The "Rock-U-Drama," is the creation of writer/producer Josh Frank, the "Austin born, N.Y. theater bred" artistic director of Theaterless Theater. The idea of it is to give the audience a concert, play, and documentary into a single production.

As the story goes, it is the end of the '60s, the world is chaotic to say the least, and while traveling, Jonathan Richman has an epiphany: He needs to form a band. From this point on, the actors and musicians deliver an all out assault of Modern Lover tracks, a band that spawned keyboardist Jerry Harrison of Talking Heads fame, David Robinson (the future drummer for The Cars), as well as the eccentric, yet intelligent mind of Jonathan Richman. Hippies were passé and this was the infancy of garage rock and the birth of punk rock.

Filling in these rolls are Frank, portraying Richman, as well as some of Austin's most talented musicians. Drummer for the bands Brown Whornet and Adult Rodeo, Phillip White, is one of these.

"We've learned how to play music that this guy helped create," White said before pointing out, "We're kind of the result of him."

To prepare for the show, the group played a handful of gigs in local clubs to hammer out the music. But don't me mistaken: This performance isn't just a concert. In addition to the musicians, there are actors and video.

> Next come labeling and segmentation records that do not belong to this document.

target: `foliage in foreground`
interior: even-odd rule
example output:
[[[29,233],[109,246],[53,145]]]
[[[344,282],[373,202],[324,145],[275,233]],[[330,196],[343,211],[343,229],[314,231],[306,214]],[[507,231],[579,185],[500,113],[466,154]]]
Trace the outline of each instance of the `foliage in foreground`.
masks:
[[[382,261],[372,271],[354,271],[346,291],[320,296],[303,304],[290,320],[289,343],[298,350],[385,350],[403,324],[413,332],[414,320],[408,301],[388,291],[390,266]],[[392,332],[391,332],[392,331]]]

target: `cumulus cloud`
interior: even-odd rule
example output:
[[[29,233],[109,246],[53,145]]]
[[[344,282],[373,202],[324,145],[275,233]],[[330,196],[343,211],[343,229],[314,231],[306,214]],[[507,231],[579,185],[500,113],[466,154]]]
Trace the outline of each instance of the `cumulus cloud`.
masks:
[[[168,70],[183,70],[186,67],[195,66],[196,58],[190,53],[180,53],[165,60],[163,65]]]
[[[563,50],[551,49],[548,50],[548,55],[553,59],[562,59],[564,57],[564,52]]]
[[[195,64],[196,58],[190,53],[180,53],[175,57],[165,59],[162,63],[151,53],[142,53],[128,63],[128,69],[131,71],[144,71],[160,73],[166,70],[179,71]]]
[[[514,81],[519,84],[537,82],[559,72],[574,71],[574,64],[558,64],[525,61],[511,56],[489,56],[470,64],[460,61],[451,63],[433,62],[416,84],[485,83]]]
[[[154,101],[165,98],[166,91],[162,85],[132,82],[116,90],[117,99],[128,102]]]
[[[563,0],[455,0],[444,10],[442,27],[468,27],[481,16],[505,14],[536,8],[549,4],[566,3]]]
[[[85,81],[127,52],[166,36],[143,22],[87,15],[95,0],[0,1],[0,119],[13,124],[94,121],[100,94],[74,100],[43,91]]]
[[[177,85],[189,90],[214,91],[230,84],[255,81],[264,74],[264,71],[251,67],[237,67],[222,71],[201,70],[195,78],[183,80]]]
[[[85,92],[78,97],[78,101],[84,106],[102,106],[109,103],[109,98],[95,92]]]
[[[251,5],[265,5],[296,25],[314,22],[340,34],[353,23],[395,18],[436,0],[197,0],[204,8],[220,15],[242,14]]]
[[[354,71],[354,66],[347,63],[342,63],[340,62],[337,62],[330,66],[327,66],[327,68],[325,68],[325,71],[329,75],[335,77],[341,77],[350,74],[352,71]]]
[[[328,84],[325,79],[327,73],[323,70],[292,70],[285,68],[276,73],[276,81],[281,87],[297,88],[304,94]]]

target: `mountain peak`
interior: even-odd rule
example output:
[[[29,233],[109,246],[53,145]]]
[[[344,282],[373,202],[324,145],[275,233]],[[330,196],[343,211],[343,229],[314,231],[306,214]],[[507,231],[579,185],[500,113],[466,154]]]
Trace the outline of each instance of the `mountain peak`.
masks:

"It's really hard to define it," White said. He continued, "I see it more as a live rock show with a theme, that tells a story.

Frank, who in the past produced "Stroszek," a film by German director Warner Herzog, first came up with the idea while working with the Nederlanders (of "Rent" fame), opening an off Broadway show "Love, Janis," about Janis Joplin.

From there Frank began to think about which band would define his generation as a rock musical. Immediately it came to him, but it was not The Modern Lovers.

"Then it kind of hit me, fuckin' A, the Pixies, the birth of alternative rock," Frank said. And while "The Man Who Was Too Loud" is a work in progress, which by no means takes anything away from it, the Pixies project is his large-scale masterpiece. It is currently in development and is scheduled for a 2004 release.

It was his relationship with Frank Black and the other members of the Pixies that helped persuade Richman, who has spent most of his time out of the light of mainstream, to agree to the show.

"At first he [Richman] was very unsure - he didn't know who I was," Frank explained.

One of the best parts of seeing this innovation of theater is parallel to what Frank is doing and what those who he writes about did. "The general theme in all these [his Rock-U-Drama's] is kid has an epiphany and goes out in a DIY nature and stirs shit up," Frank said.

Rather the audience is filled with people who have never heard of the Modern Lovers, die hards or those who just enjoy theater, it is hard not to appreciate the creativity of what is put in front of them.

"In the end this is for me as an artist going to show where me and my generation got our soul from," Frank said.

"The Man Who Was Too Loud" will be playing Thursday through Saturday at 8 p.m. at the New Ruta Maya on South Congress before ending it at Club de Ville, Wednesday, Oct. 8 at 10 p.m. Student tickets are $8.